United Methodist church volunteers cleaning up in the heat and mess of storms and a tornado in Van, Tx. in a scene that has played out in places all over Texas and the Southeast lately.
I’ve seen first-hand, many times, the shock and trauma that can devastate people in hurricanes, floods, tornadoes and other weather-related disasters.
So even though I’m a world away from my home state of Texas, I know the trauma that so many Texans–God help them–are suffering right now.
The hardest and most challenging duty I ever had in my journalism career was covering weather disasters, and Lord knows I covered more than my share of catastrophic floods like the ones we’ve seen in Texas and other states lately.

The 1993 flood in the Mighty Mississippi Basin has been called “The Great Flood,” but every flood is disastrously “great” when it devastates you and your life for a long time to come.

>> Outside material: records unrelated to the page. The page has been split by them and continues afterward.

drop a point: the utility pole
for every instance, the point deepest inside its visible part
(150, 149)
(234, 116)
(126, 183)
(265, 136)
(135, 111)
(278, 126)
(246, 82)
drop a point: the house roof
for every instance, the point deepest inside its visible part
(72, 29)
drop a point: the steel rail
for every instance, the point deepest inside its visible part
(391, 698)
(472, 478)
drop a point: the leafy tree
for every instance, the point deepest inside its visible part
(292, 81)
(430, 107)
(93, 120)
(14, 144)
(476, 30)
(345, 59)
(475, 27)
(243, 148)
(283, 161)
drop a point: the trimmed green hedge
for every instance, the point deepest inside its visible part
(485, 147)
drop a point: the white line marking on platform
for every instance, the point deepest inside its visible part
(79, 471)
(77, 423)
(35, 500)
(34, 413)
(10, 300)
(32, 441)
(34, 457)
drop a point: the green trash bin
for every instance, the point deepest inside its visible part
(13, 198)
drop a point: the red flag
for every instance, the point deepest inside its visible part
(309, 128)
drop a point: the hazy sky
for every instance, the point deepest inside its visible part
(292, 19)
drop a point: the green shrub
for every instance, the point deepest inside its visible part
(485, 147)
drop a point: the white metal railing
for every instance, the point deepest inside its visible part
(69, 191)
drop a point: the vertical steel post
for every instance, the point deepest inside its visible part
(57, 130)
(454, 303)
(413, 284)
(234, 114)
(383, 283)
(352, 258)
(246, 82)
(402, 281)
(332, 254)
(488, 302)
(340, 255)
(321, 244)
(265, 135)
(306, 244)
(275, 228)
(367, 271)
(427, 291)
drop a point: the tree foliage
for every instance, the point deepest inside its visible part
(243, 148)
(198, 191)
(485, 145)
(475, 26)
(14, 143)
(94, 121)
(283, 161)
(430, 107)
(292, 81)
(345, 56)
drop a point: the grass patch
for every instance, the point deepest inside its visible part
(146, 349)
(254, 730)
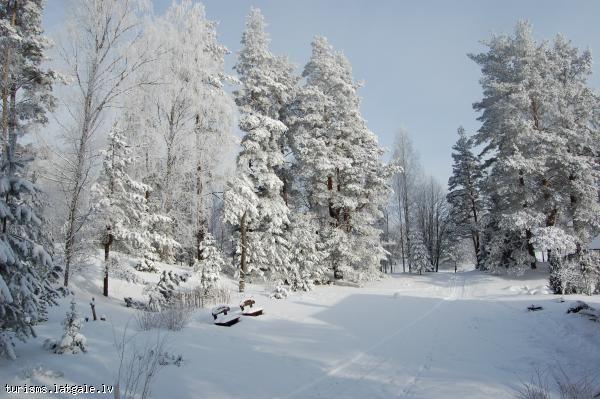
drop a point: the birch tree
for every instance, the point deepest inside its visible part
(98, 53)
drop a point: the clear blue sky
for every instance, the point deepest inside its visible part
(412, 55)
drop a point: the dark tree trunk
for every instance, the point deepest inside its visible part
(243, 266)
(107, 243)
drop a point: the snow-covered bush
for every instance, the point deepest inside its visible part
(162, 294)
(146, 265)
(575, 274)
(210, 264)
(72, 340)
(280, 292)
(174, 318)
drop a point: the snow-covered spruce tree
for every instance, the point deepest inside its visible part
(72, 340)
(26, 97)
(432, 219)
(210, 264)
(404, 183)
(120, 206)
(464, 198)
(514, 124)
(339, 158)
(253, 202)
(420, 261)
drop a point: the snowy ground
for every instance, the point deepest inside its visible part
(445, 335)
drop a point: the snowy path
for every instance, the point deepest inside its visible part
(443, 335)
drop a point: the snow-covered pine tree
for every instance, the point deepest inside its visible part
(253, 201)
(464, 198)
(514, 110)
(120, 203)
(187, 119)
(339, 157)
(541, 140)
(210, 264)
(72, 340)
(26, 97)
(420, 261)
(572, 149)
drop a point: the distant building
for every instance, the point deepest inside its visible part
(595, 244)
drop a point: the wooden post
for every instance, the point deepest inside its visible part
(107, 243)
(243, 267)
(93, 306)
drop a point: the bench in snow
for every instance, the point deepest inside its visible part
(221, 318)
(248, 310)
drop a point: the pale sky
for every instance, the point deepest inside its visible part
(411, 55)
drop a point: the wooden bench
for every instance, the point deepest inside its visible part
(250, 311)
(221, 318)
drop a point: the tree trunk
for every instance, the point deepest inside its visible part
(243, 266)
(107, 243)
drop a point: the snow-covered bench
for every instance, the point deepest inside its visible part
(248, 310)
(221, 318)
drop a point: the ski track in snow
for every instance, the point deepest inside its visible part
(332, 388)
(439, 335)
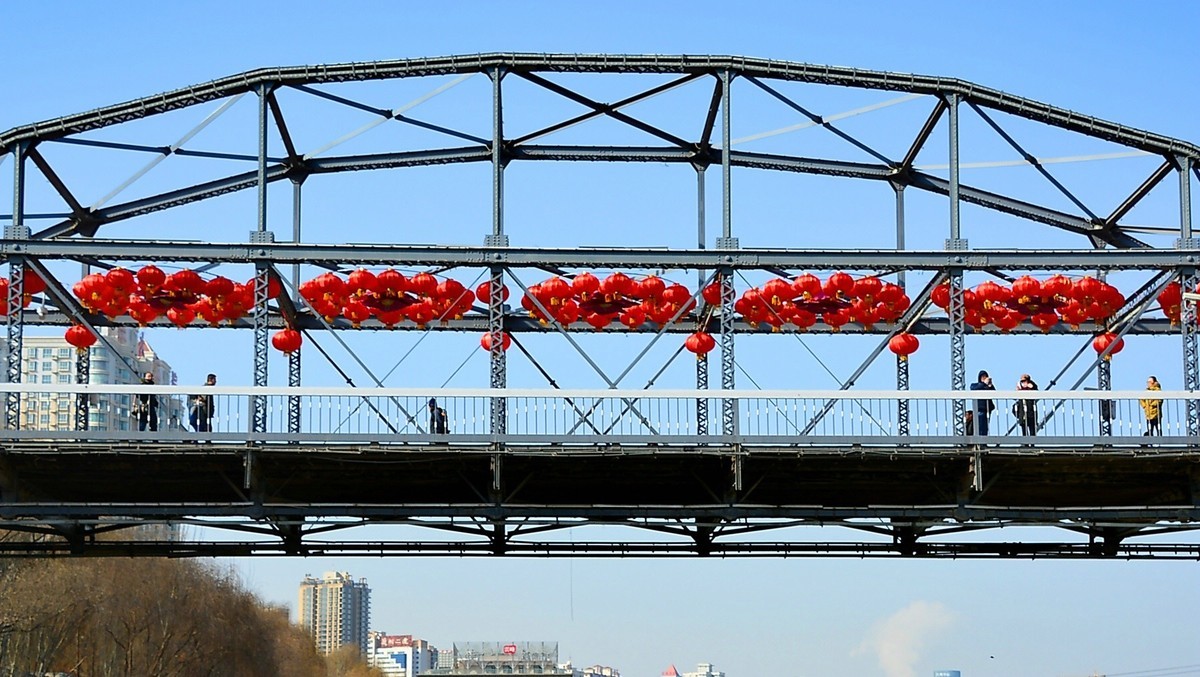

Pray for flood victims and please consider a donation for relief.
I covered killer floods not only in flood-prone regions of Texas, but also the Big Daddy of all American floods that was the Mississippi River disaster of 1993. The elaborate systems of water-control failed in the Mississippi River basin, leading to the greatest flood ever recorded on the Upper Mississippi.
In St. Louis alone, the Mississippi remained above flood stage for 144 days between April 1 and Sept. 30, 1993. A Houston Chronicle photographer and I traveled up and down multiple states gathering pictures and stories, sometimes going out on boats with guides who took us over whole towns that were deep underwater beneath us.
I also covered a massive flood in Texas, in the early nineties as well, that killed more than 20 people. This was a flood that occurred literally in my own back yard, as I was living in a lake house at the time on Lake Conroe, a popular recreational reservoir north of Houston.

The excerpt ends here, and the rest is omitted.